In the wake of the ruling, Biden said he would be relentless in his quest to use the authority of his office to protect the public from climate change.
“My Administration will continue using lawful executive authority, including the EPA’s legally upheld authorities, to keep our air clean, protect public health, and tackle the climate crisis,” he said in a statement. “We will work with states and cities to pass and uphold laws that protect their citizens. And we will keep pushing for additional Congressional action, so that Americans can fully seize the economic opportunities, cost-saving benefits, and security of a clean energy future. Together, we will tackle environmental injustice, create good-paying jobs, and lower costs for families building the clean energy economy. Our fight against climate change must carry forward, and it will.”
What does the decision mean for climate regulation?
The ruling will limit the EPA to regulating emissions at individual plants rather than having the ability to mandate shifts toward cleaner power.

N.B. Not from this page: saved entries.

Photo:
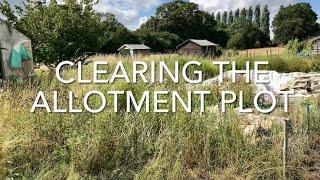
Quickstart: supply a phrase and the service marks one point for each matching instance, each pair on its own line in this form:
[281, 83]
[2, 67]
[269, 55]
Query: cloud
[131, 13]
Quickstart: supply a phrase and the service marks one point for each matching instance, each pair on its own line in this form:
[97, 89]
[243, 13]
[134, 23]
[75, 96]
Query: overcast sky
[132, 13]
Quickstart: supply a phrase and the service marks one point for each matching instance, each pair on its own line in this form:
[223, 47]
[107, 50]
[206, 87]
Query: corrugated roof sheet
[135, 47]
[315, 39]
[202, 43]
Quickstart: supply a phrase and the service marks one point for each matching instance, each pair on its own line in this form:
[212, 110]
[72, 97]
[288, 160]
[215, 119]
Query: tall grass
[139, 145]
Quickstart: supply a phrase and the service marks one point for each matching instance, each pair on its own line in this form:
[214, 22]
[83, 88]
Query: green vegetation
[295, 22]
[64, 31]
[146, 145]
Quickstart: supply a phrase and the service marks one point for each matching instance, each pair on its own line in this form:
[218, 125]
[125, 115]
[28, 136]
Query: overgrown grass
[143, 145]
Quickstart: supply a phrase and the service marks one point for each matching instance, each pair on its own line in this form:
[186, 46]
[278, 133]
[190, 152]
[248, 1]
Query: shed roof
[135, 47]
[315, 39]
[202, 43]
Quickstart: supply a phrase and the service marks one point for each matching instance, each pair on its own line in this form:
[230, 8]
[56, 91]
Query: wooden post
[308, 117]
[285, 148]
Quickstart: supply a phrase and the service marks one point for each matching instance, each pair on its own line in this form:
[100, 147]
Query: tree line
[62, 31]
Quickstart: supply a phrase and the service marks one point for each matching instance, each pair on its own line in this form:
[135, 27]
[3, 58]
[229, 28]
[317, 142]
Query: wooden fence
[263, 52]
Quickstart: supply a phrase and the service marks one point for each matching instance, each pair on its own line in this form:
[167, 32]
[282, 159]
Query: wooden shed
[316, 45]
[16, 58]
[197, 47]
[134, 49]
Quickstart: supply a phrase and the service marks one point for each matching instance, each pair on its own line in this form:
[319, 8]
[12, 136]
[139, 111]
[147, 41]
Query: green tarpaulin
[19, 54]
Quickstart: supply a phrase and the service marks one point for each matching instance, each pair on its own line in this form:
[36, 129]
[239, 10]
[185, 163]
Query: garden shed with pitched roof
[134, 49]
[16, 58]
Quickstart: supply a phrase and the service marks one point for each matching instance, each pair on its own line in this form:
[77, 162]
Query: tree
[237, 14]
[257, 15]
[295, 21]
[265, 21]
[58, 32]
[250, 14]
[218, 17]
[224, 17]
[116, 34]
[245, 35]
[230, 18]
[243, 14]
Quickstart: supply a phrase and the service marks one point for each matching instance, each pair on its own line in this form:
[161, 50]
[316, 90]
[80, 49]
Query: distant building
[15, 53]
[134, 49]
[197, 47]
[316, 45]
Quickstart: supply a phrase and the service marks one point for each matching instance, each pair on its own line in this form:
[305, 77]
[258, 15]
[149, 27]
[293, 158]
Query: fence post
[285, 147]
[309, 107]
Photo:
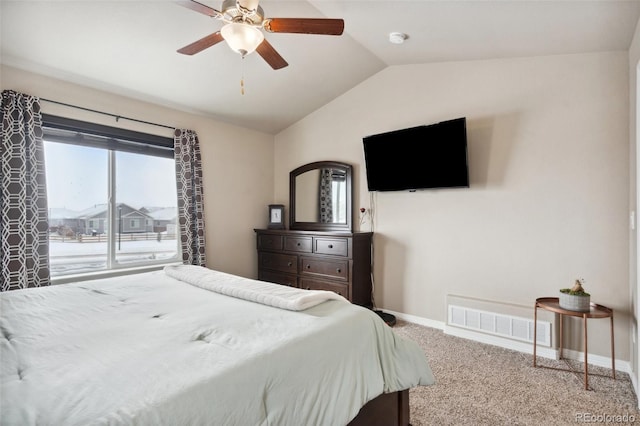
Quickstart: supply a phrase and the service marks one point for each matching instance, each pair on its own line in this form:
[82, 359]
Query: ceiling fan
[244, 20]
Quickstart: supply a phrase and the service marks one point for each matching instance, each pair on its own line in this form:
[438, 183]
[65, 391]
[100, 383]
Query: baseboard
[545, 352]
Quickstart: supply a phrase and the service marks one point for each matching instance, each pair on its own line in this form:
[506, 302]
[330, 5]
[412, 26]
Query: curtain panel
[24, 240]
[190, 196]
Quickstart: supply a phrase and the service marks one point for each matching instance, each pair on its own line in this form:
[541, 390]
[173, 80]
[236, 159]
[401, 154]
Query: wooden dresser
[336, 261]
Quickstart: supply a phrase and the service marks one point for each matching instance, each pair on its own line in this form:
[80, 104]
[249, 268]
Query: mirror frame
[317, 226]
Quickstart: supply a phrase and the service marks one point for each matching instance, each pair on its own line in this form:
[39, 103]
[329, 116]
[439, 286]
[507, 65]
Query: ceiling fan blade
[203, 43]
[199, 7]
[305, 26]
[269, 54]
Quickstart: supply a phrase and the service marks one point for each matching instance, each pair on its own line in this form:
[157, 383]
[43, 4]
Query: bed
[192, 346]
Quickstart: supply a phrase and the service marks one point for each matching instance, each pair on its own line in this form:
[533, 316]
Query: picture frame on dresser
[276, 216]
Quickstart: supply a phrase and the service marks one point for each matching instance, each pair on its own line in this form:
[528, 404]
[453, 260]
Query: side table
[552, 304]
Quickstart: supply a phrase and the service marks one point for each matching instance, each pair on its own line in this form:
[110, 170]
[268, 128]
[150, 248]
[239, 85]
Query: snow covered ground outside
[72, 257]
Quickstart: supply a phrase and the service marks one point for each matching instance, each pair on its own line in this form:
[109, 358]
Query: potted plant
[575, 298]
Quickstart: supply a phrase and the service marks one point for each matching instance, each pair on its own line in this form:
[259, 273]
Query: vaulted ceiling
[129, 47]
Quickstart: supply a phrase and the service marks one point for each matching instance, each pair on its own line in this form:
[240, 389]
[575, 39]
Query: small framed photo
[276, 216]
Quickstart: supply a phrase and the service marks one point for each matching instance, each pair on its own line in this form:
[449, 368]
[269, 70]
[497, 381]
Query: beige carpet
[479, 384]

It creates regulatory uncertainty at this time. The Biden administration is currently working on a new plan, as the CPP was repealed and Trump’s ACE plan was struck down. Proposed regulations are expected to be issued this year.

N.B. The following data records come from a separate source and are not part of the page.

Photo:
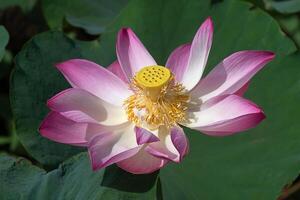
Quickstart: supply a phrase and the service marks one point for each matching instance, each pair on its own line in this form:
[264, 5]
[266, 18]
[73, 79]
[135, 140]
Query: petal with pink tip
[178, 60]
[81, 106]
[231, 74]
[60, 129]
[115, 68]
[144, 136]
[225, 115]
[95, 79]
[242, 90]
[142, 163]
[172, 146]
[111, 147]
[198, 54]
[132, 54]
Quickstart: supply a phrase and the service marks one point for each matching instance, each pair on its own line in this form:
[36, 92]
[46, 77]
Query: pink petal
[115, 68]
[144, 136]
[132, 55]
[142, 163]
[95, 79]
[172, 145]
[111, 147]
[232, 74]
[178, 61]
[81, 106]
[242, 90]
[198, 54]
[60, 129]
[225, 115]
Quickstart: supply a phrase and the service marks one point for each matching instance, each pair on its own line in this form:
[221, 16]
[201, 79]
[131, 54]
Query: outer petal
[178, 61]
[231, 74]
[111, 147]
[60, 129]
[132, 55]
[172, 145]
[95, 79]
[242, 90]
[198, 55]
[143, 136]
[142, 163]
[115, 68]
[225, 115]
[81, 106]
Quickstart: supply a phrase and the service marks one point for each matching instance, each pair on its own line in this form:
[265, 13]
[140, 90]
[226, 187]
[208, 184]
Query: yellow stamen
[157, 100]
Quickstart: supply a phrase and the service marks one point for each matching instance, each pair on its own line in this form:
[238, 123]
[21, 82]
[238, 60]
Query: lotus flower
[131, 113]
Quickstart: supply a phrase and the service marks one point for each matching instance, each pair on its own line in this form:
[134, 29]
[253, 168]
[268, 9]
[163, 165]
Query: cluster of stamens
[157, 99]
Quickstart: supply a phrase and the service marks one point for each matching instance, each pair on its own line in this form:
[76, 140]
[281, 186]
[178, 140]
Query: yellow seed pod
[153, 77]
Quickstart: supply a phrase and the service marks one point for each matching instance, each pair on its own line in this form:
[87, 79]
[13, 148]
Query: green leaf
[33, 82]
[92, 16]
[73, 179]
[284, 7]
[26, 5]
[3, 41]
[253, 165]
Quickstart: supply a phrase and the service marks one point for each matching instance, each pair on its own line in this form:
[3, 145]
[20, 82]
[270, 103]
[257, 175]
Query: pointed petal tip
[209, 22]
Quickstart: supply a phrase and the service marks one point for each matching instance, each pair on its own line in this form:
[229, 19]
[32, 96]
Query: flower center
[157, 100]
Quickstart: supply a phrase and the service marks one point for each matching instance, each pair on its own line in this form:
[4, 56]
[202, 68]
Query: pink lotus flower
[130, 114]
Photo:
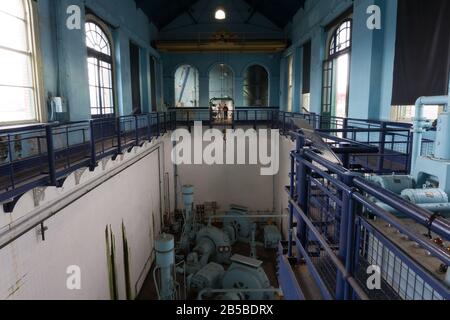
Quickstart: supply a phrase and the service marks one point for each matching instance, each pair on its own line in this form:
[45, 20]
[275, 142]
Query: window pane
[15, 69]
[13, 32]
[96, 39]
[13, 7]
[16, 104]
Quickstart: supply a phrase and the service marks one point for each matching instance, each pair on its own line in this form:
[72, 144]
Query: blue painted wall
[238, 62]
[372, 56]
[202, 24]
[64, 52]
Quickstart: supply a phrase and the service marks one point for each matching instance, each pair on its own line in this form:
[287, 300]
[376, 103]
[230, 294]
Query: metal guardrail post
[302, 191]
[345, 126]
[92, 144]
[165, 122]
[51, 155]
[119, 136]
[346, 240]
[11, 160]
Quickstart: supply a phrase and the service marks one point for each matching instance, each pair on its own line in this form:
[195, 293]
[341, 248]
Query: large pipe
[439, 226]
[421, 123]
[165, 260]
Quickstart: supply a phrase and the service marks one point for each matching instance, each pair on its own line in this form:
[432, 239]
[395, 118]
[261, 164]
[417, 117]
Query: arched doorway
[256, 87]
[186, 87]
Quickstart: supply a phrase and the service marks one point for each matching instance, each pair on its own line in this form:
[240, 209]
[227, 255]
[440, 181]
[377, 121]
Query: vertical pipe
[158, 124]
[291, 208]
[136, 130]
[119, 136]
[93, 162]
[382, 147]
[149, 127]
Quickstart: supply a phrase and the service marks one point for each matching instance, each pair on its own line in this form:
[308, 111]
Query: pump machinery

Future regulations will depend on the reaction of Congress and the current administration to this SCOTUS decision.
Biden has made progress toward meeting his goal of cutting total GHGs in half by 2030, with regulations directed at the transportation sector, which currently contributes the most GHGs.
Electricity generation contributes 25% of the total U.S. GHG emissions, of which 60% comes from fossil fuel power plants.
Shifting to electric vehicles will mean there is a more urgent need to switch to clean energy production.
“As a result of today’s Supreme Court ruling, future EPA regulation of power plant emissions will be more costly and less effective,” adds Forbes. “Other tools (such as expensive new requirements for carbon capture and sequestration or indirect regulation of water or other air emissions) may be needed, unless Congress acts to allow the EPA to implement other, less intrusive and more effective solutions in conjunction with state environmental regulators.”
Energy industry trends
Even though the 2015 CPP was never truly implemented, most states followed the mandates it sought to enforce, meaning GHG emissions were reduced.
In the past, natural gas prices were significantly cheaper than fossil fuels, and policies rewarding decarbonization were put in place, along with tax credit incentives for clean energy. These factors aided in a transition from coal-generated power plants.
“Utilities have retired over 546 power plants (comprising over 100 GW of utility-scale coal-fired electric-generating capacity), mostly ageing power plants built in the 1970s and 1980s, over the past decade,” continues Forbes. “At least 1 in 4 of the remaining coal-fired power plants (out of a total remaining fleet with about 200 GW of generating capacity and about 23% of total power generation) is slated to retire by 2035, according to the U.S. Energy Information Administration, even in the absence of new federal limits on [GHG] emissions.”
Replacement plants are fueled by natural gas or renewable energy sources. Now, with rising natural gas prices, the shift to renewable sources such as solar, wind, and water-driven energy is the most profitable route for the energy industry.
However, the solar industry faces its own challenges, such as supply chain disruptions, trade tariffs with China (the leading low-cost source), and inflation.
Another threat to this industry is recent enforcement actions.
“U.S. Customs and Border Protection … reportedly started detaining PV modules that cannot show supply chain documentation for the quartzite used to make polysilicon under the new Uyghur Forced Labor Prevention Act, which passed Congress nearly unanimously in January and took effect on June 21, 2022,” says Forbes.
Other impacts from the decision are likely to include clean energy investments. Forecasting valuations becomes more difficult in the wake of judicial decisions such as this one because of the uncertainty in how the EPA will respond.
Forbes says, “Changes in law, uncertainty about new regulations or agency powers, and fear of judicial pivots: these political risks can chill investment across sectors.”